Its place in the diagnosis of aeroallergen allergy is evaluated in a recent review by Christopher W. et al : The role of intradermal skin testing in inhalant allergy (Ann. Allergy Asthma Immunol. 2008; 101: 337-347), Details on the various aspects of IDR, in terms of criteria for positivity, concentration of solutions used, risk of adverse reactions, its pertinence versus SPT, in vitro tests, and provocation tests.
In terms of safety, the risk of adverse reactions seemed not very important, if IST is used when SPT is negative.
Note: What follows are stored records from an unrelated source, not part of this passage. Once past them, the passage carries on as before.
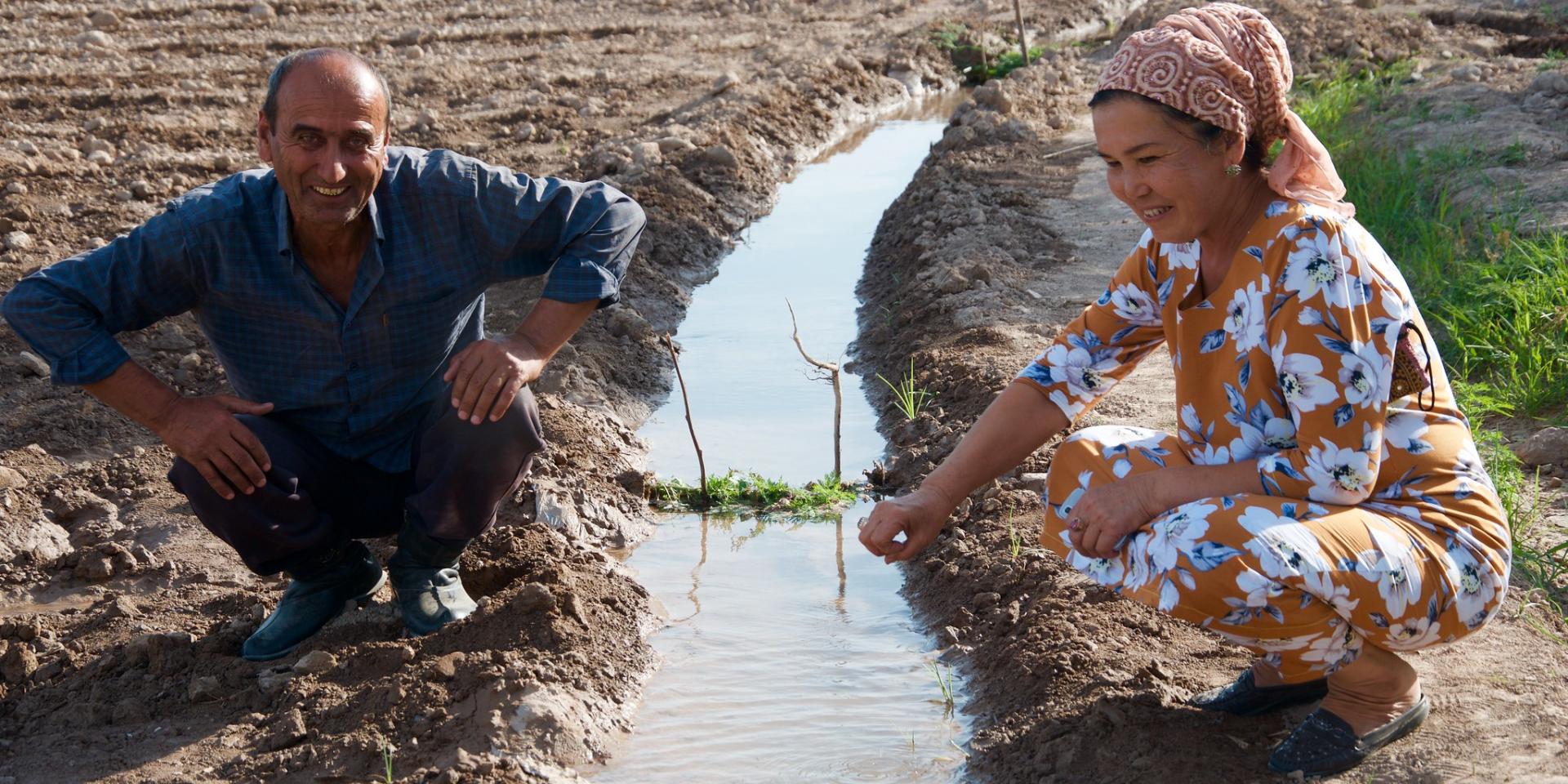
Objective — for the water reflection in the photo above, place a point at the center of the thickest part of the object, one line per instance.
(789, 657)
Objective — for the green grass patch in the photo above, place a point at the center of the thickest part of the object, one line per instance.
(1496, 296)
(737, 490)
(908, 395)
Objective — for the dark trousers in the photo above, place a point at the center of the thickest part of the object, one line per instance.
(315, 499)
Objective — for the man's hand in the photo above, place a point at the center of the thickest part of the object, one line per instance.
(920, 516)
(487, 375)
(226, 453)
(1109, 513)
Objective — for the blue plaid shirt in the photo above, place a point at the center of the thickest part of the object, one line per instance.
(359, 378)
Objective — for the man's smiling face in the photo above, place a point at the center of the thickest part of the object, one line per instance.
(328, 145)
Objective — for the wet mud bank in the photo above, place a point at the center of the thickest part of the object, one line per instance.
(1002, 237)
(122, 615)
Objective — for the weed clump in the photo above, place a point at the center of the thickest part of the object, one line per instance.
(968, 52)
(737, 488)
(1493, 291)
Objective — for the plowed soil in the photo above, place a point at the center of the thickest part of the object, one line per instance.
(1002, 237)
(121, 617)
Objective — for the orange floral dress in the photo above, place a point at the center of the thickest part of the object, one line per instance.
(1374, 519)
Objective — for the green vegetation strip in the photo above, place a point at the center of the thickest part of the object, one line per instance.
(1494, 295)
(736, 488)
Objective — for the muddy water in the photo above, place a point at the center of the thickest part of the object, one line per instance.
(753, 397)
(789, 653)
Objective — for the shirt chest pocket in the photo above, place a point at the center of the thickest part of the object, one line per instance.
(421, 334)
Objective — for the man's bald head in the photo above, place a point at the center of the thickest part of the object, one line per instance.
(332, 66)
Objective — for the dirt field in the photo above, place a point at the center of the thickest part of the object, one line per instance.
(121, 617)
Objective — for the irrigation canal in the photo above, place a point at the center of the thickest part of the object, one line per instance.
(789, 653)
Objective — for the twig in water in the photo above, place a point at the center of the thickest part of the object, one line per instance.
(838, 392)
(1022, 38)
(702, 468)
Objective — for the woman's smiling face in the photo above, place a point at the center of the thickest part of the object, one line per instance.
(1172, 180)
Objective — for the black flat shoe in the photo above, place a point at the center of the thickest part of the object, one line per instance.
(1245, 698)
(1325, 744)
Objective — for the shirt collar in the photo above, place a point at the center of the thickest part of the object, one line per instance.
(281, 211)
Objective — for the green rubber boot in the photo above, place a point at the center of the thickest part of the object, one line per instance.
(318, 590)
(427, 581)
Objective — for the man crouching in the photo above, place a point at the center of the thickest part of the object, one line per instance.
(344, 295)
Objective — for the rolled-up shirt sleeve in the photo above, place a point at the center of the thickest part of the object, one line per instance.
(582, 233)
(71, 311)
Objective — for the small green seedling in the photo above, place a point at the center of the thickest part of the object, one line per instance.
(908, 397)
(944, 683)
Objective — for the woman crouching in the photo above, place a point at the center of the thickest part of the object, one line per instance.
(1322, 502)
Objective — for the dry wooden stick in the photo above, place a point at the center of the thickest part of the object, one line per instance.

Responses are reproducible and the degree of sensitivity allows to exclude an IgE-dependant mechanism.
However, overall, with IST we lose in specificity what we gain in sensitivity, that limits its indication to 5% of cases in which its positivity is associated with negative in vitro tests, as well as with inconclusive clinical symptoms. The pertinence of its positivity thus remains closely linked to the results of the allergen provocation test.
In contrast, a negative IST result has a high negative predictive value
In fact, use of IST varies widely among allergists . However it gains renewed interest for the study of allergen extracts with low reactivity or non-standardised allergens (fungi, trees, dog, weeds). It is also time to highlight the development of recombinant allergens as well as their high specificity which allows optimisation of the SPT sensitivity. Their usefulness must be emphasized, taking into account the great variability of IST results, as stressed by the authors of this large study.